I see cars driving 80 km/h or faster in the inner city area. A big part of the cars here, bigger than I have yet to see somewhere else, are SUV´s. In short: they are big. Two things when I see a hoard of big cars speeding down “my” street (Pushkinska): it´s dangerous and it´s unnecessary. It´s unnecessary because they don´t have to drive that fast. They just like it. And they are allowed to do it. It´s dangerous because while the drivers have their cars as protection, pedestrians have nothing. A pedestrian that gets hit by one of those cars will simply just die if something happens. The car might get scratched. You have to ask yourself if you want to protect the people or the cars.

All this tells me two things about Odessa. First, it is sign of weak (or absent) city government. Second, cars are considered more important than people. From my perspective, three things need to be done.
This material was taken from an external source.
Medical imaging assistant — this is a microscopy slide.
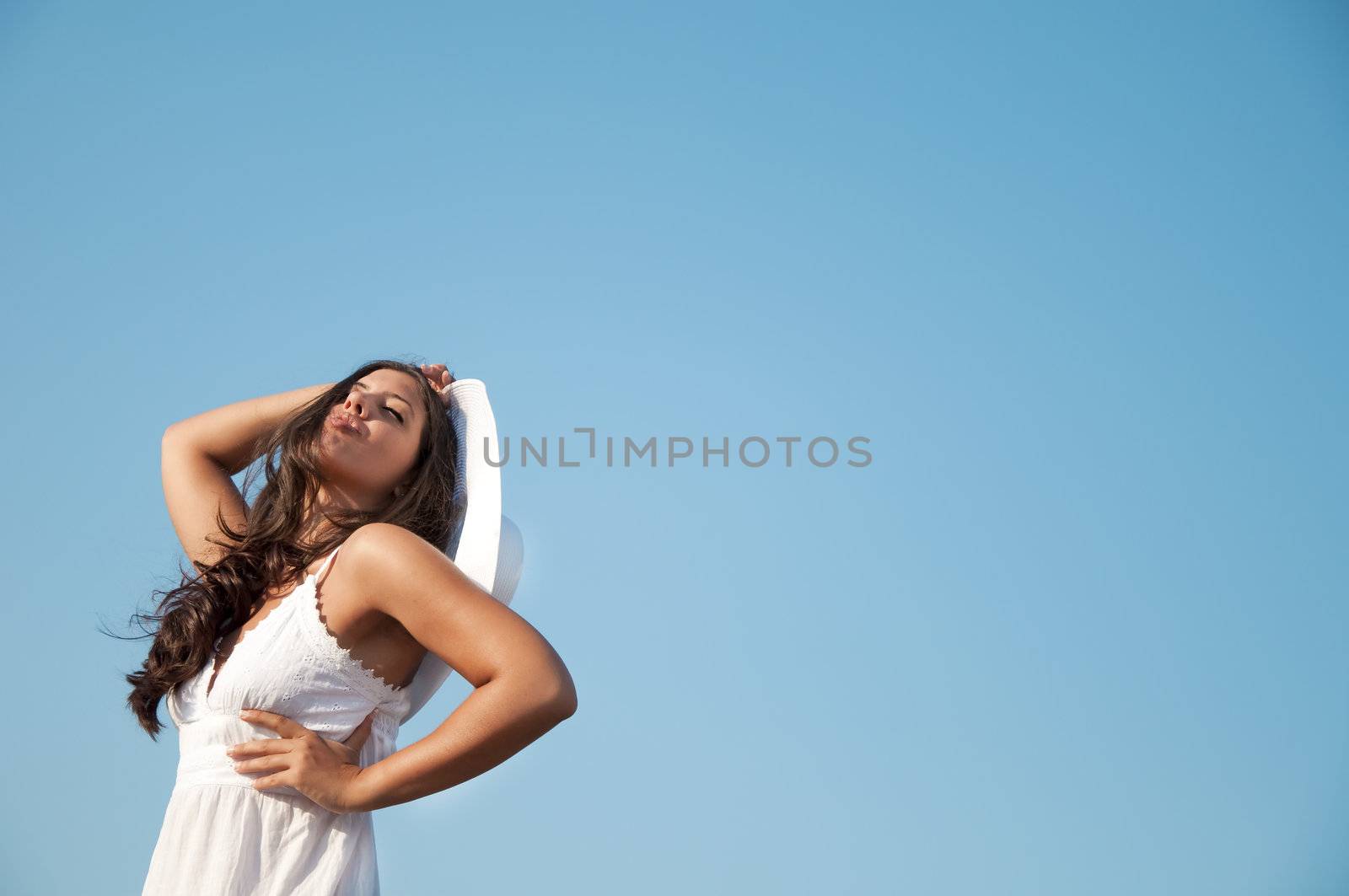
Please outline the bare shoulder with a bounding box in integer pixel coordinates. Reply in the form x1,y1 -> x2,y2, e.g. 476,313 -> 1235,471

The first step is banning all parking on sidewalks. Then, you put in a number of speed bumps (a few already exist) on every inner city street. Finally, you paint white stop lines for the cars and zebras (crossings) for the pedestrians. This would create a situation where cars won´t be able to do more than 40 km/h, where the cars would actually be on the streets (and not on the sidewalks) the whole time and create a more safe environment for everyone on the streets of Odessa. And then, if you truly are interested in turning downtown into a tourist friendly, no to a people friendly, area you turn Hretska, Deribasivska and Lanzheronivska into walking streets. All of them, all the way from start to end. There would be room for more activities, more restaurants and a much nicer environment downtown.

I have actually read the Odessa Economic and Social Development strategy 2022, a document you claim “determines the principal goal of the economic and social development: to transform Odessa to a city where one would like to live in” ( Now, you talk about modernizing on many levels in your city. Traffic is sadly not one of them. It should be. It has to be. Without modernizing the traffic situation, your work in creating tourist clusters and attracting those groups you are talking about will never be taken seriously.

But no matter what you decide to do, it´s all about one fundamental question: Do you want to be mayor over a city that prioritizes its inhabitants over its cars or the cars over its inhabitants?